L’assessore Baldacchini fa il punto sulla situazione delle richieste e delle cessioni fatte dal 2023. Ma per alcuni immobili si sono registrate offerte al rialzo pur di ottenerli
PENNE. Altre quattro case private abbandonate o quasi sono state vendute nel cosiddetto piano delle “case a un euro”. Fin qui il bilancio dell’iniziativa è di sette case messe a bando di cui cinque assegnate con tanto di rogito notarile: tutte nel centro storico di Penne e finite ad acquirenti locali o stranieri. Il bilancio è di circa 160 immobili censiti nel centro storico fra ruderi, o abbandonati. Sono i dati ufficiali della campagna lanciata nel 2023 dall’amministrazione comunale. Fra gli ultimi aggiudicati manca l’immobile di via Roma Vicolo che partiva invece da una base d'asta di 40mila euro. Case a un euro dunque, ma fino a un certo punto. Le offerte valutate dalla speciale commissione tecnica hanno visto rialzi e giudizi decisivi ai fini dell’aggiudicazione di 5 mila euro per le case di via San Giovanni e di corso dei Vestini, mentre rispettivamente di 100 euro e di 2mila euro per largo San Giovanni Battista, attribuita alla sudamericana Kristin Caloiero, e via San Comizio.

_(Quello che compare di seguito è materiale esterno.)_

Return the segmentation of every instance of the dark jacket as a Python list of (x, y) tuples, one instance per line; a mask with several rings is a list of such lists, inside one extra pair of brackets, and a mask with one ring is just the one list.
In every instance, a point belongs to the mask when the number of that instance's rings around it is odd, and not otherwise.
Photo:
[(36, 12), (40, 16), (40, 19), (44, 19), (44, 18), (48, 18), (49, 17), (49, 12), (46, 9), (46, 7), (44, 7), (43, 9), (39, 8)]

Oltre al contratto di vendita, occorre presentare una polizia fidejussoria. Per l’acquisto di una casa nel centro storico sono state formulate delle linee guida. È prevista una graduatoria per comprare una singola abitazione, e le valutazioni sono effettuate in base a requisiti che fanno guadagnare punti. Chi acquista, infatti, si impegna a ristrutturare gli immobili entro tre anni. Chi però presenta un progetto di lavori il cui termine è inferiore ai tre anni guadagna più punti in graduatoria. Lo stesso avviene per chi sceglie Penne dove trasferirsi in pianta stabile; non solo: l’acquirente che rende l’abitazione ottenuta, con questo progetto, vedrà la sua prima casa guadagnare 5 punti. Se la si vuole destinare a seconda dimora incamera solo un punto.
«Tutto questo proprio perché il nostro scopo è culturale, vogliamo riqualificare il centro storico e popolarlo di nuovo. Ha tutto il potenziale per essere un borgo attivo e pieno di gente», spiega l'assessore all'urbanistica Antonio Baldacchini. L’utilizzo di maestranze locali per la ristrutturazione, poi, è un altro requisito che fa schizzare l'eventuale acquirente in cima alla graduatoria. «All’inizio non è stato semplice», aggiunge Baldacchini. «Ovviamente con il passare del tempo e l’aumento delle richieste ci siamo resi conto che abbiamo anche bisogno di assistenza per coloro che fanno domanda dall’estero e abbiamo pensato di fare una manifestazione di interesse per una Startup. Alla prima chiamata non ha risposto nessuno, ora abbiamo trovato un’azienda di giovani architetti e ingegneri che seguirà tutti coloro che sono interessati a prendere una casa qui. Hanno capito che il prezzo di un euro è simbolico e che non vuol dire che tutte le case vengano svendute».